Like Jesus himself, Jesus’ followers stuck out in the Roman Empire because they did not let the worries of daily life, or the agenda of Rome determine their behaviour or how they would live. Their behaviour and living was in response to the lure of God and God’s realm of peace, justice and beauty. They lived an attitude of gratitude; giving thanks for the life and beauty that surrounded them.
I think this is the power of these images Jesus used. They turned around those who had no hope into those who affirmed life. Those without community created communities of support. They healed the sick, fed one another and, despite the darkness of the empire, became a beacon of light that we still feel today.

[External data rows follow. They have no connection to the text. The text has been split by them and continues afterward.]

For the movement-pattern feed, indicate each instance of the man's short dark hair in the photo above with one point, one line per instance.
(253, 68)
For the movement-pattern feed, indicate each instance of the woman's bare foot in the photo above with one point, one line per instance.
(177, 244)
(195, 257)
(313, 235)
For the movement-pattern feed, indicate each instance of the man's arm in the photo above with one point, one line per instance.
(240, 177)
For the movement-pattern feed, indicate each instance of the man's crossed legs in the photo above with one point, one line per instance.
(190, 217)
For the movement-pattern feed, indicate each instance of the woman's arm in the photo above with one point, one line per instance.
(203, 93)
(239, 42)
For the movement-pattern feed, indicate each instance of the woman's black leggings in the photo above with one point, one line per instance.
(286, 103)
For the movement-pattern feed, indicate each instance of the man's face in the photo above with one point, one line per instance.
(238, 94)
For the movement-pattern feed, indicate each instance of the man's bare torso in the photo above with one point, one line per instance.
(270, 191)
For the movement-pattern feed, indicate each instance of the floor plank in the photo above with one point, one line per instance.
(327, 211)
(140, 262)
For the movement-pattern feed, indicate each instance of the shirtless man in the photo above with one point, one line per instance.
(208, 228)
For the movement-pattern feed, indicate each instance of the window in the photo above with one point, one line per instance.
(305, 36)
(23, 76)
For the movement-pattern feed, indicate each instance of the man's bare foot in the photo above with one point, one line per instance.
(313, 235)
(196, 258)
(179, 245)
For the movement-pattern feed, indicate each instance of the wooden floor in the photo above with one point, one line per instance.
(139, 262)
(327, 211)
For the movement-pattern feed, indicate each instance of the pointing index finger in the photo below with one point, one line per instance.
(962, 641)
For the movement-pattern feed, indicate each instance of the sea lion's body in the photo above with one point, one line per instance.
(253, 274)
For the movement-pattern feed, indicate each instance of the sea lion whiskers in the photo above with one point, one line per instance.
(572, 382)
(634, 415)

The images dealt with attitudes. The power of an attitude to guide us. Think of not to worry for tomorrow for today has enough of its own worries. Common sense that we ought to deal with what is in front of us rather than to given to excessive worry about the future. If we take care of today's issues the future is taken care of. Note how the war on terror actually has created more terror. What motivated was not how do we bring all to the table but to break the world into them - demons and us. Excessive fear can lead to fortress mentality. Fear creates fear.
Thanksgiving is an attitude toward life where the truth about reality is, despite the negativity we experience, love is real. Goodness and beauty do really underpin our experience.
Alanis Morissette’s song “Thank U” speaks to our situation:
Thank you India
Thank you terror
Thank you disillusionment
Thank you frailty
Thank you consequence
Thank you thank you silence
I like that there are negative things in her list. Its about having an attitude of gratitude which cannot be deterred by negative circumstances. We, like them, are called to live out of the abundance and security of God’s kingdom.
We can be continually thankful because we know the deep truth about reality is that love is real. We are called to live a life of beauty, generosity and inclusion so as to make God’s kingdom a reality in our everyday life. Goodness and beauty underpin and support our lives. By living out of thanksgiving, generosity and beauty we transform our world into God’s realm, God’s shalom, God’s paradise.
In times of stress and distress we need to sing again. To find that basic drive where we are in harmony with God who is in harmony with all of reality. To let that feeling of God fill us, lift us, direct us so we are the people who go out singing Amen. And to know that such singing is for the betterment of world. To know that paradise is real and it is here - Amen.